A filiação procura desenvolver no estudante o sentimento de pertencimento ao grupo. Uma preocupação evidente em relação às metodologias tradicionais está na tentativa de se eliminar os fatores de exclusão, procurando-se equilibrar a participação oferecendo-se papéis realmente importantes para os menos habilidosos, favorecendo a participação efetiva e equilibrada de todos, contribuindo para elevação de autoestima e, consequentemente, para a valorização da prática desenvolvida.

A implementação de um quadro competitivo formal é desenvolvida desde o início da formação das equipes, por meio da promoção da igualdade de oportunidades para a participação. Nesse quadro competitivo o fair play3 sempre será valorizado, inclusive com pontuação diferenciada para as equipes participantes da competição formal.

Paralelamente à competição, são elaborados instrumentos de autoavaliação, importante incentivo para o trabalho da equipe. Como forma de valorizar a competição, são realizados, em relação a todas as equipes, registos de resultados, comportamentos, estatísticas, que servem para registrar a história da competição, dando ênfase a eventos culminantes, de preferência de caráter festivo.

Desta forma, este modelo merece destaque, pois apresenta um contraponto sobre a grande maioria das formas que o esporte vem sendo tematizado nas instituições educacionais. Em específico ao desenvolvimento de nosso projeto pedagógico e de intervenção com foco nas condutas de estudantes indisciplinados, as caraterísticas do Sport Education, no que diz respeito ao protagonismo dos estudantes envolvidos, seria a nossa aposta para que estes pudessem se sentir valorizados ao mesmo tempo em que assumissem uma responsabilidade que iria requerer deles uma postura diametralmente oposta àquela do descompromisso com a escola.

METODOLOGIA

O estudo pautou-se sob a inspiração da pesquisa-ação nos termos de Thiollent (1998), que é um tipo de pesquisa social, empírica e com estreita relação com uma ação ou com a resolução de um problema, em que sujeitos e pesquisadores estão envolvidos de forma participativa e cooperativa. Observa-se que no âmbito das pesquisas educacionais em Educação Física, tal metodologia tem tido aderência em torno de investigações de perspectiva crítica, conforme declara Betti (2009, p.221):

[... ] considero a pesquisa-ação a melhor alternativa para articular o projeto de Educação Física Escolar (apropriação crítica da cultura corporal de movimento) com a meta da ciência (produzir conhecimento no confronto com o mundo). A pesquisa-ação ainda apresenta a vantagem de romper com as tradicionais relações de poder pesquisador-pesquisado, minimizando o risco ‘tecnocrático’, o autoritarismo do discurso científico que se pretende superior aos outros saberes/conhecimentos. Na pesquisa-ação, o diálogo permanente com a realidade da qual se originou o projeto - a prática pedagógica e seus atores - reduz este risco de ‘abuso do saber’ por parte dos pesquisadores, em geral professores universitários dos quais se esperam ‘soluções’.
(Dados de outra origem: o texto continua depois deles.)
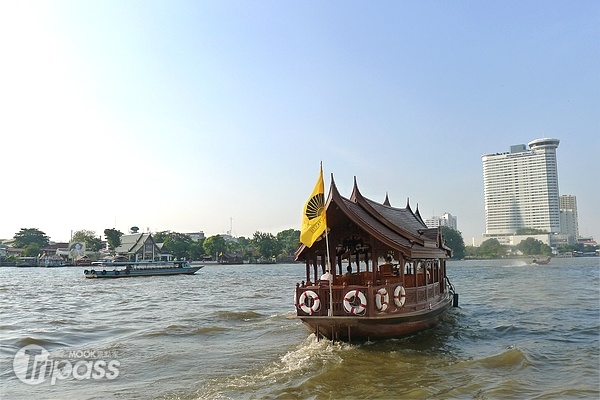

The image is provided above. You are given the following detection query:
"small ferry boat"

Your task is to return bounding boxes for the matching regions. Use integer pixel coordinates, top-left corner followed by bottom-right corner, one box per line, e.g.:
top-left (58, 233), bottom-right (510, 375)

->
top-left (83, 261), bottom-right (203, 278)
top-left (294, 173), bottom-right (458, 341)
top-left (531, 257), bottom-right (550, 265)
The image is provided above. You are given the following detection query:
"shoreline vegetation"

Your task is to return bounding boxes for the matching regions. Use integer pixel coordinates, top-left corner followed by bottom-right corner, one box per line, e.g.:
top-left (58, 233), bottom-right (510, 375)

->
top-left (0, 226), bottom-right (599, 266)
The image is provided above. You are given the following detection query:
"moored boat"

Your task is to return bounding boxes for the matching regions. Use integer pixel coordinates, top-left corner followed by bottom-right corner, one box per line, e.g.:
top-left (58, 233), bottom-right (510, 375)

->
top-left (83, 261), bottom-right (203, 278)
top-left (294, 173), bottom-right (458, 341)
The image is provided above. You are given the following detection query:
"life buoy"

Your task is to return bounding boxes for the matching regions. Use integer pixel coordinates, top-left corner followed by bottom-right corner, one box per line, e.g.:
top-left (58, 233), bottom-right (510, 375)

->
top-left (375, 288), bottom-right (390, 311)
top-left (394, 285), bottom-right (406, 307)
top-left (344, 290), bottom-right (367, 315)
top-left (298, 290), bottom-right (321, 315)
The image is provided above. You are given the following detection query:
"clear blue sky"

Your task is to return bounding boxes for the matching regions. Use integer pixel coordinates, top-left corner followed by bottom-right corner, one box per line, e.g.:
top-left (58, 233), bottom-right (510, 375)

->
top-left (0, 0), bottom-right (600, 244)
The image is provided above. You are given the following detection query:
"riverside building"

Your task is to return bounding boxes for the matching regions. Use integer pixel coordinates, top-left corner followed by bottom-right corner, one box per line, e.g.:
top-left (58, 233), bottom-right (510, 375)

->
top-left (560, 194), bottom-right (579, 239)
top-left (425, 213), bottom-right (458, 231)
top-left (481, 138), bottom-right (561, 242)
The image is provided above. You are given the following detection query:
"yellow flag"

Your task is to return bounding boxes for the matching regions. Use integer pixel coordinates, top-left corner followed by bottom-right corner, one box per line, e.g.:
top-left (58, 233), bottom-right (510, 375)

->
top-left (300, 166), bottom-right (327, 247)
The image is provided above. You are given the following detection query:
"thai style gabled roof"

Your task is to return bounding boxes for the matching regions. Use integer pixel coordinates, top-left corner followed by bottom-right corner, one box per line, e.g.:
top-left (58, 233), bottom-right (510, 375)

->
top-left (297, 174), bottom-right (448, 258)
top-left (115, 233), bottom-right (156, 254)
Tendo acordo com Betti (2009), somamos a isso os objetivos concretos e coletivos em torno de nossa orgânica parceria com uma escola do campo da região administrativa de Planaltina (DF). Esta apresentava problemas com a indisciplina de estudantes e de forma recorrente - a partir de um encaminhamento punitivo - excluía os estudantes tidos como indisciplinados das aulas de Educação Física.
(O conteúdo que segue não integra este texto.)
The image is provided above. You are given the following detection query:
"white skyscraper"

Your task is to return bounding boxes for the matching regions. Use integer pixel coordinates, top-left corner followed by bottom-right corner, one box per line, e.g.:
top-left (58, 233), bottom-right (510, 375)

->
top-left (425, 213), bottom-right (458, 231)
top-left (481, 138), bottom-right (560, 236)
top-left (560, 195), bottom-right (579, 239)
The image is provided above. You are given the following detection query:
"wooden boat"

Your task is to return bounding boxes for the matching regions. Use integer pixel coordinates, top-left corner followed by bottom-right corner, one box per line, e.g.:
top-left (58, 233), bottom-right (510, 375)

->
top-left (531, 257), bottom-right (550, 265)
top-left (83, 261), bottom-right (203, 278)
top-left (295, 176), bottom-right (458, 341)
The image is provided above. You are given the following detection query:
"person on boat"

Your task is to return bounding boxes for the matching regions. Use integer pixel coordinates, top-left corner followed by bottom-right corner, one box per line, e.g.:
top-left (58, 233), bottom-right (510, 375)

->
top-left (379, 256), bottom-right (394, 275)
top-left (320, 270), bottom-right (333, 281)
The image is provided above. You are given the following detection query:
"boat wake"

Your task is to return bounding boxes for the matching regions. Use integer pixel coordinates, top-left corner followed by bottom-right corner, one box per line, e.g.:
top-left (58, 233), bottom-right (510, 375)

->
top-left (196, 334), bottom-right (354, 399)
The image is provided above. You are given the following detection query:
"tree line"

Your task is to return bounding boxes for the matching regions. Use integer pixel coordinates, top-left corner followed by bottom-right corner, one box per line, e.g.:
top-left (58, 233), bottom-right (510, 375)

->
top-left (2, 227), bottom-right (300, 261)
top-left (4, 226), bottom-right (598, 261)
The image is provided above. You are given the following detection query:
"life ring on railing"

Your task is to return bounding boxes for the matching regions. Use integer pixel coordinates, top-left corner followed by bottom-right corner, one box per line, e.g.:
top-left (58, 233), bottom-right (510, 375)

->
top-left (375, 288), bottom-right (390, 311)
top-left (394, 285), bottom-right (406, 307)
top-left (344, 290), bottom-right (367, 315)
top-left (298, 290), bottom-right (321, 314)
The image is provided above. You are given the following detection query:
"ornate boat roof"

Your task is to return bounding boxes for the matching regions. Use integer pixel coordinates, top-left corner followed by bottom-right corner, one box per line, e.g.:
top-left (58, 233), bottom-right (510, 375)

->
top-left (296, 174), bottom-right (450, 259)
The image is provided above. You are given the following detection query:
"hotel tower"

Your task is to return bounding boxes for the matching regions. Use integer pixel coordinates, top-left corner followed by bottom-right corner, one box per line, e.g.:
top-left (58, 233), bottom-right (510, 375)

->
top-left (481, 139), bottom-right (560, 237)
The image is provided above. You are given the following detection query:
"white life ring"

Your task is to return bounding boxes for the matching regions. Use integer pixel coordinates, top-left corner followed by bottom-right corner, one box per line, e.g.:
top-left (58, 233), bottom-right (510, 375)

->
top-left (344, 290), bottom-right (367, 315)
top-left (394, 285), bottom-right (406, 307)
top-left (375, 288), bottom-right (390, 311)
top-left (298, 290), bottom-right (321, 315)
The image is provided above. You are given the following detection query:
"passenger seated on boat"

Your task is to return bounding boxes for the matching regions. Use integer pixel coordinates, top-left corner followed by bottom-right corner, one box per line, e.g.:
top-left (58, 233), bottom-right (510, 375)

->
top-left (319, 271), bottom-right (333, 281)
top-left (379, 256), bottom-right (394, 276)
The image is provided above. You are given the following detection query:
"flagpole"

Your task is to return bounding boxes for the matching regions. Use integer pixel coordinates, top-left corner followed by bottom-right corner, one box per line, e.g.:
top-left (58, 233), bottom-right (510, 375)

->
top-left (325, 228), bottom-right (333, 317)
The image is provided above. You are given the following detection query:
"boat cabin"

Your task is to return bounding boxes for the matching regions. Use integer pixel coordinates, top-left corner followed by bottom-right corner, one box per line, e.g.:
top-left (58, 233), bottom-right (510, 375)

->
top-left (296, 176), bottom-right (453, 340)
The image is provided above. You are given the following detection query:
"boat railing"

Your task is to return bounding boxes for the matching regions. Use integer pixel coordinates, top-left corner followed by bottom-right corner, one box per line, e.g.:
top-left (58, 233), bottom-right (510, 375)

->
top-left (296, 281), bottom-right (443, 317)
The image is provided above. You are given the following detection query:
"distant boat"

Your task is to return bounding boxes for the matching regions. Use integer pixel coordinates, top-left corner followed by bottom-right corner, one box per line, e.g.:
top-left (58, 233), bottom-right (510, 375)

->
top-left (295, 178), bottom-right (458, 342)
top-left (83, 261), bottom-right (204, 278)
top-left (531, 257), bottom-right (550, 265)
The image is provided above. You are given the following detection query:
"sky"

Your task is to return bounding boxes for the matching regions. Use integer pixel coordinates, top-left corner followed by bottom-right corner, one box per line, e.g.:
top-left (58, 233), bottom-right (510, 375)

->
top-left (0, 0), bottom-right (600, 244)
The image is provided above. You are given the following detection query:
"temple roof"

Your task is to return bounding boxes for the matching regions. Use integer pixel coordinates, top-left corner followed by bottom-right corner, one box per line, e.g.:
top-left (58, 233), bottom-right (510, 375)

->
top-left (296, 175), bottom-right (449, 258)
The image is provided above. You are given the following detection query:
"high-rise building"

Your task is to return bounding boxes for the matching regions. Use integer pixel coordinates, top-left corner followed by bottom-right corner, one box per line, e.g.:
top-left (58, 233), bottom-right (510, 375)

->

A proposta de intervenção a partir da Educação Física por meio do modelo de ensino Sport Education e circunscrita a um conjunto de estudantes tidos como indisciplinados foi discutida amplamente com a equipe gestora da escola. Nessa ocasião, demonstramos a importância da busca por alternativas para o enfrentamento da indisciplina na escola, sempre colocando o componente de Educação Física como partícipe deste processo. A anuência e a parceria construída junto à equipe gestora tomou como critério a inclusão de cinco estudantes que apresentaram a maior quantidade de casos de indisciplina até aquela data do ano letivo vigente - o estudo ocorreu (parte empírica) no segundo semestre de 2019.

A tabela a seguir demonstra as características destes sujeitos e a natureza de suas condutas de indisciplina na escola.
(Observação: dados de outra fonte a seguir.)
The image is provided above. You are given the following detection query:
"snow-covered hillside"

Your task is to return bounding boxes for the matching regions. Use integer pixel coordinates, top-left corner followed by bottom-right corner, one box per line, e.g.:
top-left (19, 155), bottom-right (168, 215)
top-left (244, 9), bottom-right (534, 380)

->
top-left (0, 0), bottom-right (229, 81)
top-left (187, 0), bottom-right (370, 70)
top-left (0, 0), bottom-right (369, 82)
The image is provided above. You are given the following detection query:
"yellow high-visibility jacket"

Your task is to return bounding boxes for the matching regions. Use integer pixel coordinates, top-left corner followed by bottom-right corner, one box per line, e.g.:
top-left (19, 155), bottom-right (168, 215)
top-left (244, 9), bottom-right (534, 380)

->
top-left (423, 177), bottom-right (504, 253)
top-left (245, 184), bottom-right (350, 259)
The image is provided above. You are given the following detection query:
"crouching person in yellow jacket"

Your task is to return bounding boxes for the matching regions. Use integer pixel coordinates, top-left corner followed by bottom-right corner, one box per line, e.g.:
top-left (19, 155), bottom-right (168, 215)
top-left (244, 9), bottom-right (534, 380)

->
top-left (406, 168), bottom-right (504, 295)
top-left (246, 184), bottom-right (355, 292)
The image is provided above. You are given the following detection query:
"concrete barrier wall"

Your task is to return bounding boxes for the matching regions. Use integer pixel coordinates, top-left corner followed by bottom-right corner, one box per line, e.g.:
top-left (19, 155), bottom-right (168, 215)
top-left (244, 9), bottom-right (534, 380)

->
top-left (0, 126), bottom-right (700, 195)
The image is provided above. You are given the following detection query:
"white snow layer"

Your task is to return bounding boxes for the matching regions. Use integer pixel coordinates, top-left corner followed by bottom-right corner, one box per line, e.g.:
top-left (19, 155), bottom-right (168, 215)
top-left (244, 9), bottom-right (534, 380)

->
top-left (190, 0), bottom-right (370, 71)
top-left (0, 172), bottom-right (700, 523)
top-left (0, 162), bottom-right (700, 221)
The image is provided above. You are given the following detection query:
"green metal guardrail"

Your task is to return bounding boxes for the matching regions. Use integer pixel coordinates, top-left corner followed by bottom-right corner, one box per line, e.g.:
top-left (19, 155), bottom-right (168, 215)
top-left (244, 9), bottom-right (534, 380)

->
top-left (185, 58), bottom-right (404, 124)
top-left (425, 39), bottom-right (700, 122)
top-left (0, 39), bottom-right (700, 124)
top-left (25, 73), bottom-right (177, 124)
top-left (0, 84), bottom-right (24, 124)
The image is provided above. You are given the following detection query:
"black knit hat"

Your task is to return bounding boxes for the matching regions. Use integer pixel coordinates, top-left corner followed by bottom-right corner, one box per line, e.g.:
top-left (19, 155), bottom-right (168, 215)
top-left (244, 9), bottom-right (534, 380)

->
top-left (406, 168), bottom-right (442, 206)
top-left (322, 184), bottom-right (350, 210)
Tabela 1 - Estudantes participantes e suas respectivas ocorrências indisciplinares 

Estudantes Gênero Ano Idade Tipos de ocorrências indisciplinares Responsável pelo registro da ocorrência
DVSS M 15 01. Estar fora da sala de aula. Coordenação Pedagógica
RPB M 13 01. Não fez a tarefa de casa. Professor de Arte
02. Brincadeira e não cumprimento de regras. Professor de Matemática
03. Puxou a bermuda do colega dentro da sala de aula. Professor de Ciências
04. “Colou” na prova multidisciplinar. Coordenação Pedagógica
05. Atrapalhou a prova. Professor de Ciências
06. Jogou papel. Professor de Ciências
07. Foi pego fora da sala de aula. Professor de Ciências
08. Rasgou a mochila do colega DVSS. Coordenação Pedagógica
09. Foi pego fora da sala de aula. Coordenação Pedagógica
TFSB M 13 01. Desrespeitou a professora de Geografia. Professora de Geografia
02. Foi pego fora da sala de aula. Professor de Ciências
03. Foi pego fora da sala de aula. Coordenação Pedagógica
PHAL M 13 01. Outros, não detalhado pela professora aplicadora do registro. Professora de Arte
02. Foi pego brincando em sala. Professor de Ciências
03. Não fez a tarefa de casa. Professora de Arte
PGFSD M 13 01. Não fez atividade de sala de aula. Professora de Arte
02. Não fez as tarefas de casa; desrespeitou os professores; não realiza as atividades de sala de aula; não traz o material necessário, como livros, cadernos, lápis, etc. Coordenação Pedagógica

Fonte: Elaborado pelos autores com base no Livro de Ocorrências da Escola em 2019

Selecionados, caberia a nós sensibilizá-los frente a esta participação. Algo que não foi difícil em face às possibilidades da proposta que os colocariam em destaque. A articulação com os “Jogos Internos da Escola” também foi algo importante e que ajudou neste convencimento, já que tal evento, tradicional na escola, é aguardado de forma ansiosa por todos os estudantes. Além disso, informamos que a participação no referido projeto seria voluntária, e que os estudantes que não aderissem à pesquisa-ação não seriam castigados, e também não sofreriam qualquer tipo de retaliação. Surpreendentemente, todos os estudantes sinalizaram positivamente com a proposta. Dali para frente, eles se somaram aos professores-pesquisadores na elaboração e execução do projeto interventivo na escola sob a ótica de alguns elementos abordados pelo modelo de ensino Sport Education. Todo este processo, ora de planejamento, ora de ação nas aulas de Educação Física e, posteriormente, na manutenção do diálogo entre pesquisadores e estudantes (“indisciplinados”), traduzem-se como pontos fundamentais na concretização do método.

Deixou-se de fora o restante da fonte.